Senate leaders say the outlook for the passage of the bill in their chamber is good and Gov. Phil Scott says he'll sign the legislation if it reaches his desk.
Vermont is now poised to become the first state in the country to legalize marijuana through the legislative process.
In the eight states that have already legalized marijuana, the issue was approved by voters in a statewide referendum and the role of lawmakers was to work out the details of the plan.
The bill passed by the House allows individuals to possess up to an ounce of marijuana and to grow up to two mature plants.
Newbury Rep. Chip Conquest, the vice chairman of the House Judiciary Committee, urged House members to support the bill.
"Continuing to prohibit the personal use of a substance that poses little risk to public safety and less risk of harm to the user than other legal substances is antithetical to a free society which must to remain free have a rational justification for infringing on the freedom of its citizens," said Conquest.

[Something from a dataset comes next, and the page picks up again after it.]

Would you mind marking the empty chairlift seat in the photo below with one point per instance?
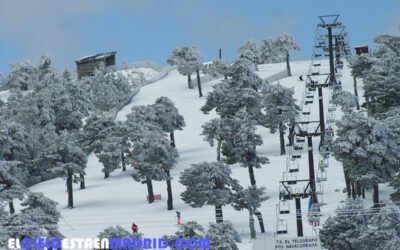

Arlington Rep. Cynthia Browning wanted to delay legalization until there's a reliable roadside test to measure marijuana impairment.
"I want them to know that if they are pulled over, there will be a way to ascertain whether they are impaired, just as they know with alcohol," said Browning.
Browning’s amendment was defeated.
The bill now goes to the Senate for its consideration. Bennington Sen. Dick Sears, the Senate Judiciary Committee chairman, says he supports the House approach and hopes that it's the first step towards a more comprehensive system.
"I would love to have a tax and regulated piece of the bill, but that's not possible, so I understand that," said Sears.
U.S. Attorney General Jeff Sessions says he wants to crack down on states that have legalized marijuana, but Sears doesn't think this threat will have much impact in Vermont.
"It shouldn't influence this bill because this bill was really about how Vermont law enforcement would treat someone who's in possession of an ounce or less or a certain number of plants in their possession,” said Sears.
Sears says the Senate Judiciary Committee will begin its review of the House's plan on Wednesday.